I-1053 (Tim Eyman's measure to require two-thirds majority in legislature to pass tax increases): Would have no direct fiscal impact on state and local revenues, costs, expenditures or indebtedness.

I-1100 liquor privatization (wide-open retail/wholesale sales): Total state revenues decrease an estimated $76 million-$85 million and total local revenues decrease an estimated $180 million-$192 million, both over five fiscal years. One-time net state revenue gain of $27.8 million is estimated from sale of the state liquor distribution center. One-time state costs are estimated at $38.6 million. Ongoing state costs for tax collection are estimated at $426,000.

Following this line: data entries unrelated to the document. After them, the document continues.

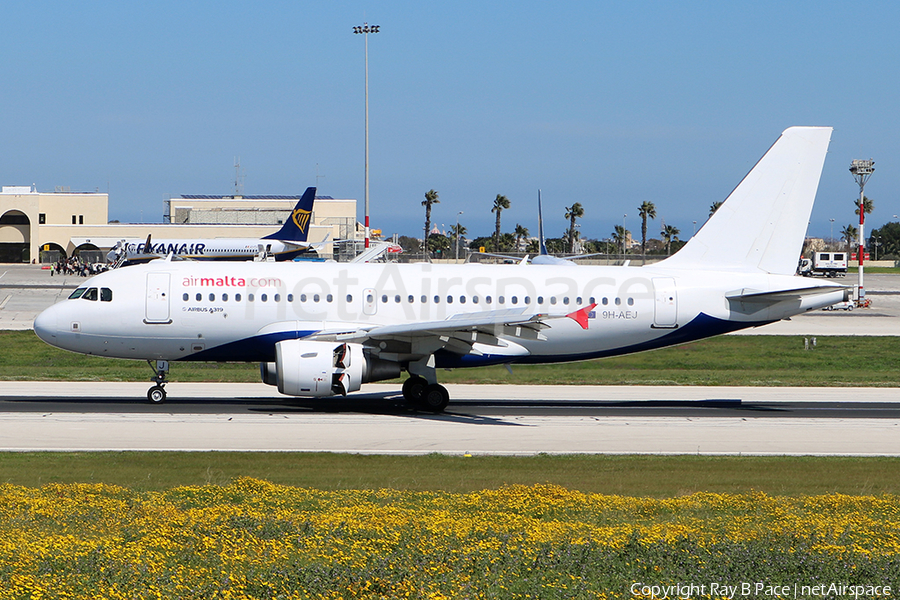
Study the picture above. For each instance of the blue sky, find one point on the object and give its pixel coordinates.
(606, 104)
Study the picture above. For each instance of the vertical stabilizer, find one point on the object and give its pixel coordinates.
(296, 228)
(762, 223)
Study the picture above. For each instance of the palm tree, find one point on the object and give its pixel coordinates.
(867, 206)
(848, 234)
(457, 231)
(647, 210)
(669, 234)
(573, 212)
(500, 203)
(620, 236)
(521, 233)
(430, 198)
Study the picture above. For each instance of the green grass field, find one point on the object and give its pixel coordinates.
(725, 360)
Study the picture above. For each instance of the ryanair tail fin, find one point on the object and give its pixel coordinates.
(296, 228)
(762, 223)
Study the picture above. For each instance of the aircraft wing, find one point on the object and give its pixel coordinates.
(469, 333)
(491, 332)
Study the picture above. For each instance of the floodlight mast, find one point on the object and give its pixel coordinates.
(861, 171)
(366, 29)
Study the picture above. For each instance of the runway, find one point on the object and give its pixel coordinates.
(481, 420)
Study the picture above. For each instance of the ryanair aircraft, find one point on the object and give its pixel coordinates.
(285, 244)
(325, 329)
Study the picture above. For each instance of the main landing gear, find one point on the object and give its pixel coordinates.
(157, 394)
(432, 396)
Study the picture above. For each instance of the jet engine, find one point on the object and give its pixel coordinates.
(316, 369)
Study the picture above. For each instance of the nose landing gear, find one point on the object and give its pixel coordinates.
(157, 394)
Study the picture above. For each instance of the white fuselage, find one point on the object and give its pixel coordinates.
(237, 311)
(213, 248)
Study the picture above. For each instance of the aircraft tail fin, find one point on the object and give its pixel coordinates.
(762, 223)
(296, 228)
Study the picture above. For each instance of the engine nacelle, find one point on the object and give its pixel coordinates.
(316, 369)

I-1105 liquor privatization (retains wholesale distribution system): Total state revenues decrease an estimated $486 million-$520 million and total local revenues decrease an estimated $205 million-$210 million, both over five fiscal years. One-time net state revenue gain of $27.8 million is estimated from sale of the state liquor distribution center. One-time state costs are estimated at $39.2 million.

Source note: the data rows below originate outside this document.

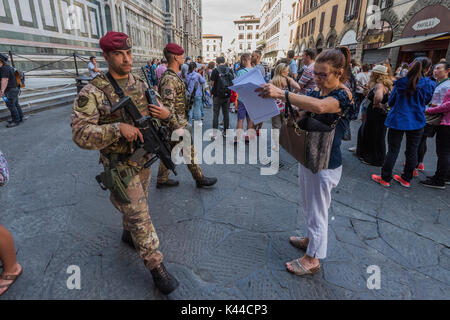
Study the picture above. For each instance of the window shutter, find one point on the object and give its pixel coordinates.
(333, 17)
(322, 20)
(347, 7)
(356, 12)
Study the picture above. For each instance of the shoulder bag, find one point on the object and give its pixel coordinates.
(307, 139)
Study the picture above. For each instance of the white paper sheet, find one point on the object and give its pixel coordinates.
(258, 109)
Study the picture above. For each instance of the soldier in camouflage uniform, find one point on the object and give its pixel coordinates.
(94, 127)
(173, 94)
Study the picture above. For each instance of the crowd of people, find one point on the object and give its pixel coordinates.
(328, 89)
(335, 89)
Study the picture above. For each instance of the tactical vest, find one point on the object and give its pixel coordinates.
(136, 91)
(180, 89)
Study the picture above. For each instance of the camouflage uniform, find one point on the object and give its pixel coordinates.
(95, 128)
(173, 94)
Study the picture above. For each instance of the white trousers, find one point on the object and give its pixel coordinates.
(315, 195)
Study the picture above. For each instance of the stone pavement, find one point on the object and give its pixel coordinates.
(228, 242)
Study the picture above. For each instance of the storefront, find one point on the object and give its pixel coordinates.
(374, 40)
(426, 34)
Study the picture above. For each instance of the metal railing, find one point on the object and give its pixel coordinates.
(41, 66)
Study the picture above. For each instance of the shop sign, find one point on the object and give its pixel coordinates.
(377, 40)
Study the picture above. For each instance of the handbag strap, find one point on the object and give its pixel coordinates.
(290, 111)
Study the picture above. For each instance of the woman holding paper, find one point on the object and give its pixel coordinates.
(329, 102)
(246, 66)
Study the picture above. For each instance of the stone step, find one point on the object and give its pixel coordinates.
(39, 94)
(49, 102)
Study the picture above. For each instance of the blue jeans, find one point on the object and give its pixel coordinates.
(395, 138)
(196, 110)
(13, 105)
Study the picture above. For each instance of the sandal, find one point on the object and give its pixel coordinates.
(9, 277)
(300, 270)
(299, 243)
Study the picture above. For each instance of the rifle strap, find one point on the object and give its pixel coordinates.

I-1107 (repeals new candy, pop tax): Over five fiscal years, the initiative reduces State General Fund revenues by an estimated $352 million and state performance audit revenue by an estimated $359,000. Revenue for local jurisdictions authorized to impose a sales tax is reduced by $83 million over five fiscal years. Taxpayer noncompliance and confusion could result in additional state and local government revenue decreases up to $8.7 million and $1.8 million, respectively, in fiscal year 2011. Net state costs to administer the tax revisions are $98,200 over five fiscal years.

I-1082 (privatizes state industrial insurance): Industrial insurance premium paid into state Trust Funds is estimated to decrease $1.1 billion-$1.43 billion by calendar year 2014 as employers shift to private insurers. State claim costs correspondingly decrease as claims shift from the state to private insurers. State revenue is estimated to increase $61 million-$75 million over five fiscal years. Costs are estimated to increase up to $202 million for the state and $47.25 million for local governments over five fiscal years. Assuming no legislative action to conform statutes to the initiative, industrial insurance premium paid into state Trust Funds and associated costs may increase.

I-1098 (state income tax): Beginning calendar year 2012, the income tax and tax relief are estimated to generate a net increase in state revenue of $11.16 billion over five calendar years to be used exclusively for education and health services. The 20 percent state property tax levy reduction will allow some local property tax districts to levy an increased amount; this revenue impact is expected to be minimal. State implementation costs are estimated at $39.3 million over five fiscal years; one-time computer programming costs are estimated at $50,000 for the state and each university and local government with employees subject to the income tax.

Referendum 52 (capital expenditures): Referendum 52 authorizes the issuance of $505 million in state general obligation bonds to fund capital improvements for energy efficiency in buildings owned by public school districts and public higher education institutions. Twenty-nine-year debt service costs are estimated to total $937 million, for an average annual state cost of $32.3 million. Other state costs are estimated to be $2.2 million annually through fiscal year 2015. The sales tax on bottled water is estimated to increase State General Fund revenues an annual average of $39.8 million and increase local government revenues an annual average of $14.9 million.

Ashley Bach, spokesperson for Yes On I-1100, was quick to respond to the state's figures. OFM, he says, relied on information it received from the state Liquor Control Board - "hardly a disinterested party." Asking OFM to assess I-1100, adds Bach, "is a little like asking the Mariners management in April what the club's chance are of making the playoffs. They will be confident in their answer but they may not have looked at the whole picture."

Similarly, Charla Neuman, representing I-1105, calls the state's estimates a "bogus scare tactic."